Agora temos Dean Moriarty, Sal Paradise, Marylou e Camille delineados pela primeira vez por atores que incorporam em maior ou menor grau a liberdade e a expressão de rebeldia que não mais se replica atualmente. Este é um dos pontos sobre os quais o filme se sustenta, a ideia de que, num momento de retorno ao conservadorismo, seria o caso de apelar à memória desses jovens que não mediram consequências. Bem verdade que não se lança mão de um romance de origem tão desinteressada em marcar posturas para impor a obra como um guia de regras ao presente. Talvez por temer o sentido de mensagem, o diretor contornou a filosofia de pensamento de seus protagonistas e a demonstrou na prática, com suas relações afinadas de início, suas distensões mais tarde, e a ruptura por fim. Narrativa convencional, ou clássica se assim se quiser, mas que assegura o aspecto físico, tão significativo aqui, seja no sentido de movimento sintetizado pelo título seja na essencial abertura para sexo que tanto marcou o grupo.

É sintomático dessa proposta a cena inicial que flagra Paradise (Sam Riley) à beira da estrada em sua primeira travessia para o oeste americano, onde encontrará o amigo de comunhão de vida Moriarty (Garrett Hedlund). Ao mesmo tempo em que tem início a amizade, também se estabelece uma visão informal da prática sexual, na relação aberta entre o segundo e Marylou (Kristen Stewart), que logo se tornará um trio com Sal. A união neste triângulo surge pálida na maior parte das vezes no filme e causa ruído com a força viril e instável de Moriarty, que desta forma deveria obter muito mais tensão de seus antagonistas, mas quase sempre consegue apenas um torpor de Sal e a anuência de Marylou. Melhor prova de sua inconstância e incompetência a uma vida estável está no casamento fracassado com Camille (Kirsten Dunst), contraponto que permite uma visão mais acurada de sua personalidade.

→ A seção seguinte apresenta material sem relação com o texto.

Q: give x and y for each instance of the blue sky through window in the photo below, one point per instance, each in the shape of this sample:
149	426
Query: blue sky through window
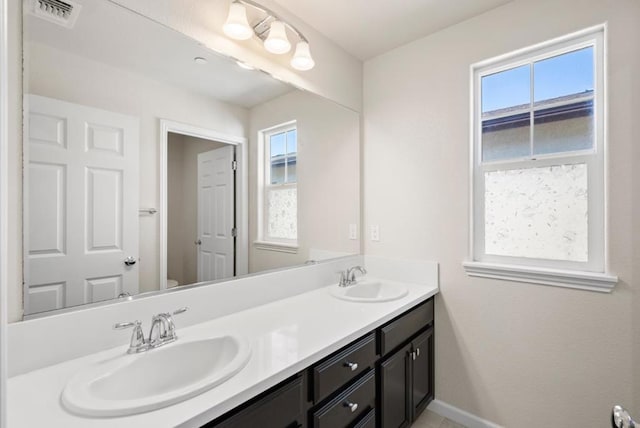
554	77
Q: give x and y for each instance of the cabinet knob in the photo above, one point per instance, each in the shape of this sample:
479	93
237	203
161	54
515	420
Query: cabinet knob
352	366
352	406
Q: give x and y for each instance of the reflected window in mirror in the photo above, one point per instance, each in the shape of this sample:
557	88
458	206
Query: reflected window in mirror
280	188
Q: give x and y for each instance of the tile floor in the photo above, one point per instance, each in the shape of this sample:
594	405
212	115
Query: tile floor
428	419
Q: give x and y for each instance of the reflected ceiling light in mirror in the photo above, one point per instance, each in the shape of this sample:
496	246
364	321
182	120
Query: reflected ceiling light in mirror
269	28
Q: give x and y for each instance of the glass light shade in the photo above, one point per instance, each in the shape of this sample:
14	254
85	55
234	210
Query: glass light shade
237	27
302	59
277	41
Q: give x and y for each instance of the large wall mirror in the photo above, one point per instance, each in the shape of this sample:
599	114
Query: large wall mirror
151	163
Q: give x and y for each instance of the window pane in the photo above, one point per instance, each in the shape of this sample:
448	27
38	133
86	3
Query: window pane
505	114
564	128
292	141
506	89
564	76
537	213
282	209
506	137
292	155
277	146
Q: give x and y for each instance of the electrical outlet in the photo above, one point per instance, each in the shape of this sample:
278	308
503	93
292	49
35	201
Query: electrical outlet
353	231
375	232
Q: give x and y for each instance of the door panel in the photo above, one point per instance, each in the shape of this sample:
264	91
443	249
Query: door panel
82	210
216	213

Ainda assim mantém-se uma perspectiva realista e menos idealizada dos personagens, construída pelo roteiro de Jose Rivera, mesmo colaborador de Salles em Diários de Motocicleta. Num encontro com jornalistas brasileiros durante o festival, ele concordou com a noção levantada sobre a trajetória percorrida por Sal desde a morte do pai no início até o fecho do ciclo com a amizade interrompida. Vê no percurso questões como ética e diz considerá-lo a representação da condição falível do ser humano. O contraste do material original com sua forma cinematográfica parece evidente até mesmo no que diz respeito aos defeitos desta última e com isso dificilmente permitirá a unanimidade.